这次的跨省合作很成功,这个长期诱拐儿童、贩毒、高利贷、盗窃抢劫的犯罪团伙终于被一网打尽,叶程心里很痛快但很快被另一种情绪取代,就像那个记者问他的“被解救出来后要准备怎么办?”,他看了一眼黑洞洞的镜头掳掳额前的刘海转头回答记者:“不知道。”记者张口欲继续追问,叶程摆了摆手转身离去。随后记者们的焦点都放在了老大老二老三身上,叶程看着他们在记者要求下掀开自己的上衣,把累累伤痕暴露在镜头之下,心猛地一窒。后来叶程在电视上看到了那天的报道,脸上打了马赛克的老大看不出任何表情,记者问他被救出来高兴吗,老大不动声色地嗯了一句,记者又问想回家吗?老大缄默不语,左右手互相玩着各自的手指头,用力扯一下,放开,扯一下,再放开。记者没得到希望中的答案只好自顾自地问以后想干嘛?连叶程都觉得会是以后好好读书不乱跑之类的回答,偏偏老大还是波澜不惊地回了三个字:“不知道。”
报道最后是老二老三哭得一脸鼻涕眼泪地被父母接走,老大坐在警局的椅子上继续玩着自己的手指,乐此不疲。叶程支着下巴正看得出神,被周大正拿筷子敲了脑袋:“诶诶,都播完了你还盯着电视看什么,有美女啊?”
叶程嘿嘿傻笑着,提起筷子边吃边说:“没想到那个案子那么大,连央视都做专题报道。”
“你以为啊,被诱拐的小孩又不只有老大他们三个,其他地方还有好几十个呢。”
“老大不知道现在在哪里?”叶程停下筷子神色担忧。
“当初要叫他跟我们一起出来闯闯,没想到个死孩子自己跑了,收容所要把他送回老家都找不到人。”周大正摇摇头,继续大口吃着面,“看他自己的造化吧。”
当初解救后叶程被告知重获人身自由,警察说可以送他回老家,叶程拒绝了,坐在警局门口托着下巴不知道何去何从,肩膀被人拍了一下,扭头一看,是周大正。
“想不想一起出去闯闯?”
“你不是还有父母孩子?”
“我让我爸妈带儿子回外省老家,我想出去赚钱,孩子也要交学费的不是?”周大正轻笑一声,“我看你也不知道以后要干嘛,干脆做个伴一起出去闯一闯。”

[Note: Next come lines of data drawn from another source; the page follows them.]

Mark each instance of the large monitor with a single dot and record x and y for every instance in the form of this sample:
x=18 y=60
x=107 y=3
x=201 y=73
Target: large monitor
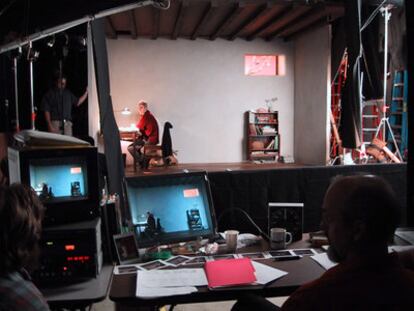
x=173 y=208
x=64 y=178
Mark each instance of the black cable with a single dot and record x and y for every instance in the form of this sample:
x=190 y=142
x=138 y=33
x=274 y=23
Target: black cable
x=372 y=16
x=7 y=6
x=247 y=216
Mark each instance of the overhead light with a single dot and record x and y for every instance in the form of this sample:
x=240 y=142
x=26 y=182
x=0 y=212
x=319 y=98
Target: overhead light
x=51 y=42
x=32 y=54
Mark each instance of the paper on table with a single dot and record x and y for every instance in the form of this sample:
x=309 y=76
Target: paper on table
x=152 y=292
x=324 y=261
x=157 y=283
x=399 y=248
x=266 y=274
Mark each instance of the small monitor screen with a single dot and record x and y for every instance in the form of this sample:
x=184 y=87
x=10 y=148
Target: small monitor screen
x=170 y=208
x=59 y=179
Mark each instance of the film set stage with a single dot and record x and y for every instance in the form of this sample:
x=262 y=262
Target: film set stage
x=146 y=128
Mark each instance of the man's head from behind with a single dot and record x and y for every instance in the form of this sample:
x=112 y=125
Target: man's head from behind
x=20 y=226
x=142 y=107
x=60 y=81
x=360 y=214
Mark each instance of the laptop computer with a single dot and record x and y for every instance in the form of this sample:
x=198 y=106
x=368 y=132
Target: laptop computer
x=126 y=248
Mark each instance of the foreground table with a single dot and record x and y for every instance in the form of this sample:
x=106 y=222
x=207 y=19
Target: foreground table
x=299 y=272
x=79 y=295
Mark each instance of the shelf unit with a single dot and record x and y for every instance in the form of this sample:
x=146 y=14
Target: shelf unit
x=263 y=141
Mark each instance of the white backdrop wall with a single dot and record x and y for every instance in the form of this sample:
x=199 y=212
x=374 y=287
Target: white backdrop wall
x=200 y=87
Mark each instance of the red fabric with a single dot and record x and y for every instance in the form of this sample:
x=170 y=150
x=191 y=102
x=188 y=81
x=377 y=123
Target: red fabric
x=148 y=126
x=380 y=285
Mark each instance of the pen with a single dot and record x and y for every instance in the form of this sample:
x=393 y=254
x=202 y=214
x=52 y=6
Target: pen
x=284 y=258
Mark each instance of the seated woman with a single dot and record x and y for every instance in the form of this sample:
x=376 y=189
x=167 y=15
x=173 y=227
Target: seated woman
x=20 y=226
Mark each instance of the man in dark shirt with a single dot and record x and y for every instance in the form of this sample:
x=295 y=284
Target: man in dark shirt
x=148 y=127
x=20 y=227
x=57 y=105
x=360 y=215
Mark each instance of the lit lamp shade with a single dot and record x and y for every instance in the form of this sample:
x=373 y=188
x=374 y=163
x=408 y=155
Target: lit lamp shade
x=264 y=65
x=126 y=111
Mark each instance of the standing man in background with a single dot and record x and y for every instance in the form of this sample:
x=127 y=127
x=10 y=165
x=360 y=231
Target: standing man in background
x=148 y=127
x=57 y=105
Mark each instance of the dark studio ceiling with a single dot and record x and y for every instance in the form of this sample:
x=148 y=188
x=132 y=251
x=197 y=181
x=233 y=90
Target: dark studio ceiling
x=225 y=19
x=184 y=19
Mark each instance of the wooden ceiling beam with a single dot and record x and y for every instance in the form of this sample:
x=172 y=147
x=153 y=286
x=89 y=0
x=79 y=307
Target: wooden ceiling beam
x=317 y=15
x=268 y=24
x=296 y=22
x=155 y=24
x=179 y=20
x=287 y=16
x=227 y=21
x=204 y=20
x=258 y=14
x=315 y=25
x=132 y=24
x=112 y=33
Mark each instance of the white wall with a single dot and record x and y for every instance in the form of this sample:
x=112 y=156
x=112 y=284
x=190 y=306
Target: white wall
x=312 y=97
x=200 y=87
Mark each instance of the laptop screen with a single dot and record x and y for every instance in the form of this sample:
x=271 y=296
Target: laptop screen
x=170 y=208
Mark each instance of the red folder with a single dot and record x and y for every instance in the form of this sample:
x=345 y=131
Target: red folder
x=228 y=272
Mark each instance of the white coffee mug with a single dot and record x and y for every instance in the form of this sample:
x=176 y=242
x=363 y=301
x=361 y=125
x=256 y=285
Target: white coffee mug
x=279 y=238
x=231 y=239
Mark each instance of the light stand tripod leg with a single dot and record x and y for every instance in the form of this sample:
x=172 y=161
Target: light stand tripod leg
x=397 y=149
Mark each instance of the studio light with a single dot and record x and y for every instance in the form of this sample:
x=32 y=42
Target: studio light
x=51 y=42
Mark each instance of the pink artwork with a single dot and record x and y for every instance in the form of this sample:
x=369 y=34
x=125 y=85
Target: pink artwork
x=264 y=65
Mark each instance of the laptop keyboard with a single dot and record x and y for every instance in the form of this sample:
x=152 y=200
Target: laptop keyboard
x=407 y=236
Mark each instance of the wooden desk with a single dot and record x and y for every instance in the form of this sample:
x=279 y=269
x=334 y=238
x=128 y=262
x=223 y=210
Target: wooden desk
x=79 y=295
x=299 y=272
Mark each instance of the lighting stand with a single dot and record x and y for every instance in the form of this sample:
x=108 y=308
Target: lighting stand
x=384 y=123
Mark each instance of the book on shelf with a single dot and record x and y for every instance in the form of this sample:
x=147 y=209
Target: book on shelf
x=252 y=129
x=270 y=145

叶程抬头眯眼看着太阳,伸了个大大的懒腰后噗嗤一声笑了:“好,我们就一起去闯闯。”
今天是周大正的生日,两人合计了下决定吃顿好的——牛肉面。一碗7块钱的牛肉面对于他们拮据的生活来说绝对奢侈。叶程看他吃得起劲,就把自己的牛肉都拨拉到他碗里,周大正纳闷,“你干嘛不吃?”叶程笑得眉眼弯弯:“我食量小,给你吃才不糟蹋。”周大正要夹回去,叶程眉毛一拧用筷子挡住怒道:“别惹我生气啊。”周大正跟他大眼对小眼互相瞪着,半响才松手,“好好好。”其实心里暖洋洋的一片。

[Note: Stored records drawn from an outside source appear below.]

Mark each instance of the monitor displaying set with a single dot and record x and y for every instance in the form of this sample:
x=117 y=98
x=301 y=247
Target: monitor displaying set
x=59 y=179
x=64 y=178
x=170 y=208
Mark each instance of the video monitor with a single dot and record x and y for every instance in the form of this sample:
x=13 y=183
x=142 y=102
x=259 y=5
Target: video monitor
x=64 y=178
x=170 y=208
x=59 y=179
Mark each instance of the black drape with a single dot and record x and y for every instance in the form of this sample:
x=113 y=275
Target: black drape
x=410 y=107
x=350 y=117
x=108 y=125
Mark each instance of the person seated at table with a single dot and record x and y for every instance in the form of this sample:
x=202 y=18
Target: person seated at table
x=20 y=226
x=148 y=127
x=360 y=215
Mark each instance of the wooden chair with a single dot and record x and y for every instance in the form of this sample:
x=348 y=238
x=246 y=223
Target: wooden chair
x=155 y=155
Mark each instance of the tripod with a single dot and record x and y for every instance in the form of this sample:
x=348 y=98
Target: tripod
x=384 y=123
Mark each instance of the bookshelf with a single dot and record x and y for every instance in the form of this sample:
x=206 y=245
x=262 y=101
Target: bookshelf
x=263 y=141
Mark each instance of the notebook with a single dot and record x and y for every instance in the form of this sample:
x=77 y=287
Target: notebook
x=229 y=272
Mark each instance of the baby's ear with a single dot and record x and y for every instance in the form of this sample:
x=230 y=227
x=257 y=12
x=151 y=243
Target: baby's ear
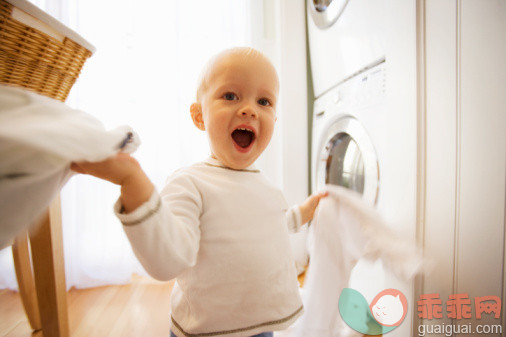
x=196 y=113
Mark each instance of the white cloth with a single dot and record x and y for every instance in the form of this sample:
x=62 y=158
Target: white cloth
x=224 y=234
x=39 y=138
x=346 y=229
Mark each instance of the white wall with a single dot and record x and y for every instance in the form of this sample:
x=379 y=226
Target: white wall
x=465 y=150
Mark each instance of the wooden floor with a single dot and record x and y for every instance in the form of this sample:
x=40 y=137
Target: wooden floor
x=137 y=309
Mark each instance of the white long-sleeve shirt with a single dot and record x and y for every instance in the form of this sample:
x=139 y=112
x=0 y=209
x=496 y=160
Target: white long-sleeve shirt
x=224 y=234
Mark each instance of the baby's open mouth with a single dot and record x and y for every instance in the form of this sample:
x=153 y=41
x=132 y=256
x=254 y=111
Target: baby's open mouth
x=243 y=137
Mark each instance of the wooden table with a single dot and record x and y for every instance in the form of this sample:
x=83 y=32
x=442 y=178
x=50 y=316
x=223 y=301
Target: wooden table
x=41 y=274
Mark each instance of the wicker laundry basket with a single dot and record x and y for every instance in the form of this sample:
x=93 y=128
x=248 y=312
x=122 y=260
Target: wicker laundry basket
x=37 y=52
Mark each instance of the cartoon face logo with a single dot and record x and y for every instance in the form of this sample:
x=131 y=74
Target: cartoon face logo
x=385 y=313
x=389 y=307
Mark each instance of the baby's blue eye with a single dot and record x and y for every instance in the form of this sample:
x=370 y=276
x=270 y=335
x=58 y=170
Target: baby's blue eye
x=230 y=96
x=264 y=102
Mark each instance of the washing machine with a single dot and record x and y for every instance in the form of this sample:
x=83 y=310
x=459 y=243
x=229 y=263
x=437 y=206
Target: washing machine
x=345 y=37
x=348 y=144
x=349 y=134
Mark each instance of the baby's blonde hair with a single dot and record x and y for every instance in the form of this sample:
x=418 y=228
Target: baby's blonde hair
x=245 y=52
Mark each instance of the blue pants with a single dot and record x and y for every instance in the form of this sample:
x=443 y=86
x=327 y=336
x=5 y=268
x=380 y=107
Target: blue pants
x=263 y=334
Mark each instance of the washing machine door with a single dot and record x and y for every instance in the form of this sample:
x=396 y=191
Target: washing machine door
x=347 y=158
x=326 y=12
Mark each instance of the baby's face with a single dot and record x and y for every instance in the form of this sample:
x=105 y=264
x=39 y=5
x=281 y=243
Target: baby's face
x=238 y=109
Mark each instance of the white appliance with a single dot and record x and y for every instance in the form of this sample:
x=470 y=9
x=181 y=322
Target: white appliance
x=364 y=133
x=345 y=37
x=349 y=135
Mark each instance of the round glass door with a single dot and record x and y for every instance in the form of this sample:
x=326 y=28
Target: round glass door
x=347 y=158
x=326 y=12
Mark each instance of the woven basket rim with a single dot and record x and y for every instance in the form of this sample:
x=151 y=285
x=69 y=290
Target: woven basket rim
x=36 y=12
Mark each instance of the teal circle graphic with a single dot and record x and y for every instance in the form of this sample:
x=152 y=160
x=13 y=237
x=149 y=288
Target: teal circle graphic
x=355 y=312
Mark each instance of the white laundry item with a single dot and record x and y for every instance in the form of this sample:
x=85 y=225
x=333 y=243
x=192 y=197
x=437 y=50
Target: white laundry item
x=39 y=138
x=346 y=229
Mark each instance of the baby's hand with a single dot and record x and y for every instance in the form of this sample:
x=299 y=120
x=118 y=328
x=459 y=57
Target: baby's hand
x=121 y=169
x=116 y=169
x=308 y=207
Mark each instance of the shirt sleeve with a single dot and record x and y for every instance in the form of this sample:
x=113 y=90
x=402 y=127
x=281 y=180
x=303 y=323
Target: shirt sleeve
x=165 y=231
x=294 y=219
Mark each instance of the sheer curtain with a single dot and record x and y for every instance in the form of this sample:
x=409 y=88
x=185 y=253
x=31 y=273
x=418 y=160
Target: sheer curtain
x=144 y=73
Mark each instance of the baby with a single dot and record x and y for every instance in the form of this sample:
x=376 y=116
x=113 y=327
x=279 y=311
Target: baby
x=218 y=226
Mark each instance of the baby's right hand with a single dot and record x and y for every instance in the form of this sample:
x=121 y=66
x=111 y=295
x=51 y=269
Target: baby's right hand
x=116 y=169
x=121 y=169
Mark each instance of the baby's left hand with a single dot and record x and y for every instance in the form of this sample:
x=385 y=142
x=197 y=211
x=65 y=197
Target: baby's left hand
x=308 y=207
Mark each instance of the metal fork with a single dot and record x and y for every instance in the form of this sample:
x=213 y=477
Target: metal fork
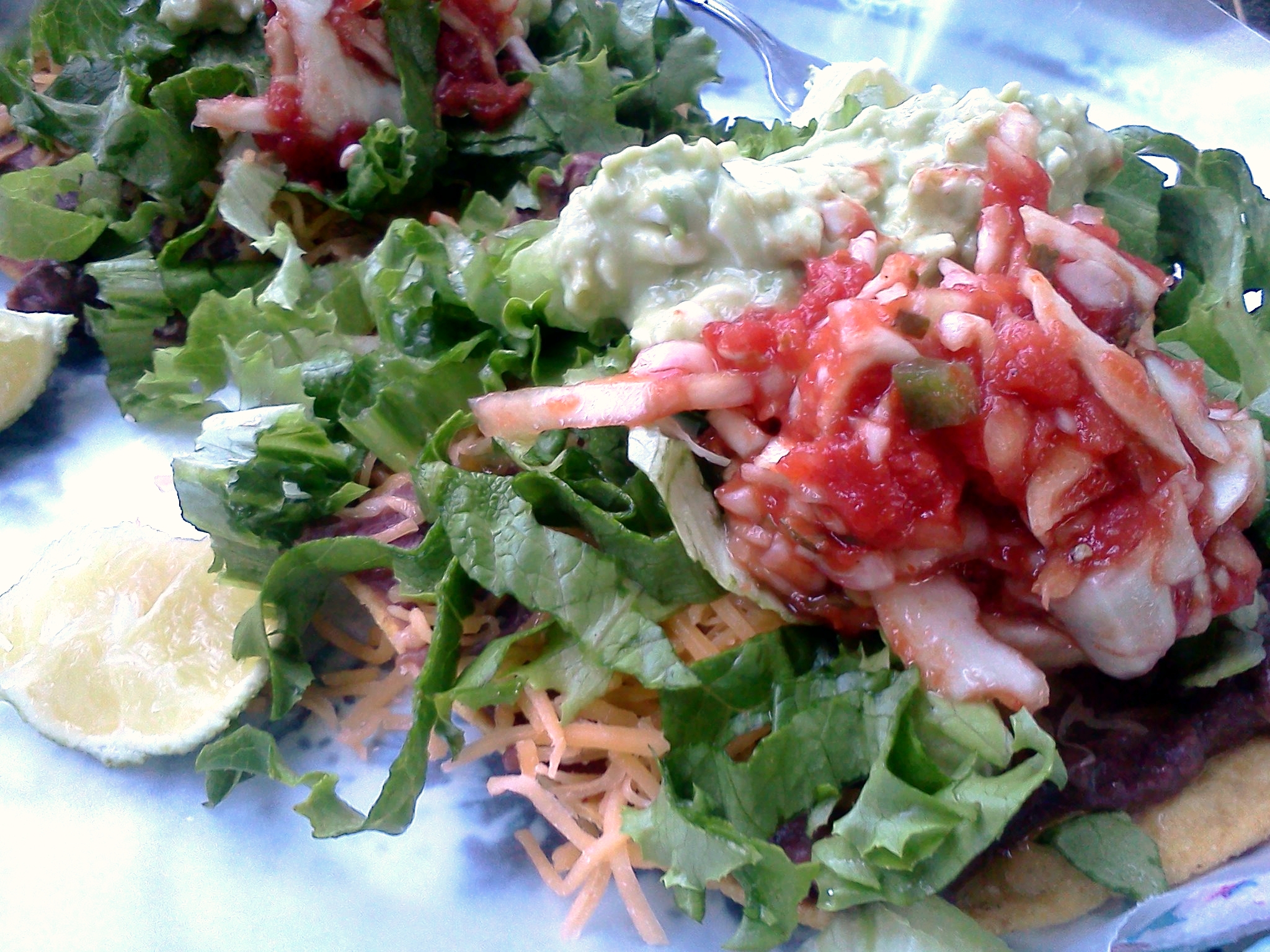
x=788 y=69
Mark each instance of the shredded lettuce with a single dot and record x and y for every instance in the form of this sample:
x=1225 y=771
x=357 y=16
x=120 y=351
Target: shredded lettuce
x=938 y=782
x=929 y=926
x=675 y=471
x=1213 y=223
x=258 y=478
x=248 y=752
x=505 y=549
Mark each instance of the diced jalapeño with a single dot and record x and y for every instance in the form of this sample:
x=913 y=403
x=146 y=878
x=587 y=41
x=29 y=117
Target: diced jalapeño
x=936 y=392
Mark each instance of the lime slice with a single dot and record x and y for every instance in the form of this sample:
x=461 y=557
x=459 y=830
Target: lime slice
x=117 y=643
x=30 y=345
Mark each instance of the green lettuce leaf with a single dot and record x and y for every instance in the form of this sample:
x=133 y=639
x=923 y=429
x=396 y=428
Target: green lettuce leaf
x=130 y=126
x=1215 y=224
x=249 y=752
x=544 y=658
x=696 y=516
x=33 y=226
x=1113 y=852
x=696 y=848
x=918 y=822
x=1132 y=206
x=931 y=782
x=270 y=352
x=296 y=586
x=571 y=110
x=929 y=926
x=624 y=518
x=508 y=552
x=257 y=479
x=102 y=30
x=394 y=403
x=413 y=30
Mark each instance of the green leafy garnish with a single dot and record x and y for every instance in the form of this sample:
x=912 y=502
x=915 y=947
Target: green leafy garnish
x=1113 y=852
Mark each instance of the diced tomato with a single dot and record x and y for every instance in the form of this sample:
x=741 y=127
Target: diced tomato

这一个多月来,两人离开C省在外闯荡,在工地背过水泥,扛过石板,周大正好不容易联系上一个据说是老乡并且很有门路的人,没想到交了几百的劳务费后那人带着钱凭空蒸发了,气得周大正破口大骂恨不能把那孙子大卸八块,不对卸了之前也得先把那些自己跟父母借的血汗钱要回来。幸运的是今天两人刚好找到一份酒店的工作,周大正当保安,叶程在厨房工作。周大正是退伍老兵,身体健壮,身手不错,保安绝对是能力之内最适合的工作,叶程家里条件不好,从小就帮着父母做事情,在厨房打打下手这种事情对他来说力所能及,今天不只是为了庆祝周大正生日,也是庆祝两人找到工作。
“要不要喝一杯?”周大正眨眨眼睛,叶程吸着面含糊不清地说:“算了吧你,没钱了还喝酒。”
周大正一掏兜,嘿好家伙,果然没钱了。
“山穷水尽疑无路,柳暗花明又一村。”周大诗人敲着空碗摇着头深情念道,“好诗!好诗啊!”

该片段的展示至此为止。